In Chicago on June 4th, Fed Chair Jerome Powell stated that the Fed is willing to respond to threats to the U.S. economy.
The remarks from Powell gave investors a hint that the Federal Reserve will cut rates again this year, confirming what was mostly suspected. There is concern that the expanding U.S. economy, which next month will be the longest on record, faces recession because of trade disputes revolving around tariffs.
Charles Evans, head of the Chicago regional bank, said that there is the possibility to adjust policy if needed.
President Trump has imposed tariffs on China and Mexico. Mexico’s tariff starts out at 5% and can peak to 25%.
This has created risks with trade uncertainty and it appears that the Fed is ready to respond.
A Fed cut may be warranted.
Inflation is below the Fed target. Inflation is a policy challenge for the Fed. The goal is maximum employment and stable prices.

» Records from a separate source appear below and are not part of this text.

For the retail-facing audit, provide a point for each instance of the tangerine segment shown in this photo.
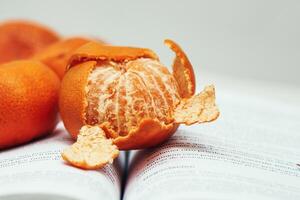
(197, 109)
(99, 52)
(182, 71)
(92, 150)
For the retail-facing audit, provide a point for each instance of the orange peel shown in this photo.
(22, 39)
(182, 70)
(57, 55)
(131, 96)
(92, 149)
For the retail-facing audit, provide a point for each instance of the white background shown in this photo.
(252, 39)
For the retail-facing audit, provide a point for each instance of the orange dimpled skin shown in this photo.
(28, 105)
(57, 55)
(131, 96)
(22, 39)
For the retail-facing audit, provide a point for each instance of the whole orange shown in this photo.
(28, 104)
(22, 39)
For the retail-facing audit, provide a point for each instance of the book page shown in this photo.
(250, 152)
(37, 171)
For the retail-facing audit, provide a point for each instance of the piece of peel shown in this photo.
(182, 71)
(92, 150)
(197, 109)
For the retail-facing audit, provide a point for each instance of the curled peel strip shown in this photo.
(197, 109)
(182, 70)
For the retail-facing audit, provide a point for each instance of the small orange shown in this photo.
(57, 55)
(131, 96)
(22, 39)
(28, 104)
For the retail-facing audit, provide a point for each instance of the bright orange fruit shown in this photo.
(57, 55)
(28, 104)
(131, 96)
(22, 39)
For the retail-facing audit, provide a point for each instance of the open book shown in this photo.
(250, 152)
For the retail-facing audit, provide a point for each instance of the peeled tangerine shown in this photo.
(122, 98)
(28, 104)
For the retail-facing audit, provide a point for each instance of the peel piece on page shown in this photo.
(197, 109)
(92, 149)
(182, 71)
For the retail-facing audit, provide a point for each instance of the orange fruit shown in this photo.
(22, 39)
(57, 55)
(131, 96)
(28, 105)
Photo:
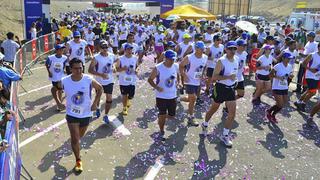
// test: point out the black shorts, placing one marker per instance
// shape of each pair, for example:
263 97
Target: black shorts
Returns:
166 106
262 77
222 93
191 89
240 85
82 121
312 84
108 89
210 72
57 85
128 90
280 91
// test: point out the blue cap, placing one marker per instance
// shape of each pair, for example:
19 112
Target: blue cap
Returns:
231 44
311 34
287 55
200 45
171 44
76 34
59 46
128 46
169 54
241 42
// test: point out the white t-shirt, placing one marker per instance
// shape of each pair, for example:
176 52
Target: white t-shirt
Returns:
281 71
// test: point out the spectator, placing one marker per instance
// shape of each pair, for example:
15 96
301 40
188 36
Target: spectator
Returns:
33 31
9 48
7 75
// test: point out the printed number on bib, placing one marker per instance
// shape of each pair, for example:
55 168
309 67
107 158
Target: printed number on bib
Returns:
128 78
283 83
197 75
76 109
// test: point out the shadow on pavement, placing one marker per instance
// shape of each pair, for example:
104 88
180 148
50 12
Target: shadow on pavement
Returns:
138 166
274 141
52 158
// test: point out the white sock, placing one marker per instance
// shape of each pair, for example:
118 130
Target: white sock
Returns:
226 131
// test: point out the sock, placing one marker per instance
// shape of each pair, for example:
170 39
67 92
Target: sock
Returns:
226 131
278 109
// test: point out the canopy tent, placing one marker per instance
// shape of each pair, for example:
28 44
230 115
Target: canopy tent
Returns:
189 12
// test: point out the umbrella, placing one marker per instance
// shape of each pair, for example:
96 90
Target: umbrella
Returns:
247 26
172 17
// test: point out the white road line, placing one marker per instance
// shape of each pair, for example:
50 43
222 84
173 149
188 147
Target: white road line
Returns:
36 136
154 170
119 127
34 90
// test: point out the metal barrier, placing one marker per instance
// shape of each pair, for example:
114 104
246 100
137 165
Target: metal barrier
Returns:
27 55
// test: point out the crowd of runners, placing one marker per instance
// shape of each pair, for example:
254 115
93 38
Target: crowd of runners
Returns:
187 55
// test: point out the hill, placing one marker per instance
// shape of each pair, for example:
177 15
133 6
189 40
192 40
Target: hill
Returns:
11 13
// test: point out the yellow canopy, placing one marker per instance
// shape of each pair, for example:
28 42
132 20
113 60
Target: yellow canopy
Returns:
189 12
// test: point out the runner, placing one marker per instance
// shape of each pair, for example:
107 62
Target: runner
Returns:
127 67
191 69
214 52
312 65
263 83
225 73
167 77
102 66
77 88
55 65
280 74
76 49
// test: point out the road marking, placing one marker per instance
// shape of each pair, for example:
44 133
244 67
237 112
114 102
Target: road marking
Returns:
36 136
119 127
35 90
154 170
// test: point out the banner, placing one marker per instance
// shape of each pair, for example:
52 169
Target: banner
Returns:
34 49
46 43
32 11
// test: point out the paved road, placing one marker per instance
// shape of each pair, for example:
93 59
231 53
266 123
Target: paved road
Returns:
288 150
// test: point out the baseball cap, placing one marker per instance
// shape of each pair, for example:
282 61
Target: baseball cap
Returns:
76 34
58 46
186 36
171 44
231 44
169 54
200 45
241 42
128 46
287 55
311 34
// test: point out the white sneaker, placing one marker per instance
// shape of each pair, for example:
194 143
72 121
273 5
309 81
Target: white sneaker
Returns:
226 140
204 129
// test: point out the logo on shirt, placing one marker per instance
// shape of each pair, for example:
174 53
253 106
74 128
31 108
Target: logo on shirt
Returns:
78 98
107 68
170 81
79 51
130 70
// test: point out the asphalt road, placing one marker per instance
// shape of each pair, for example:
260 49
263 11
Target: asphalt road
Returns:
288 150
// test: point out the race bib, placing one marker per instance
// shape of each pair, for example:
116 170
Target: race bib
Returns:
197 75
128 79
77 109
283 83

The Fed target on inflation is 2%. The Fed concerns revolve around that 2% target.
The Chicago conference kicked off listening sessions that will be held around the country.
Sources for this post.
Powell’s opening remarks in Chicago on June 4th
Mr. Powell’s remarks helped the markets with an upside day.
The Fed will closely monitor ongoing trade tensions. Nominal interest rates are at historic lows.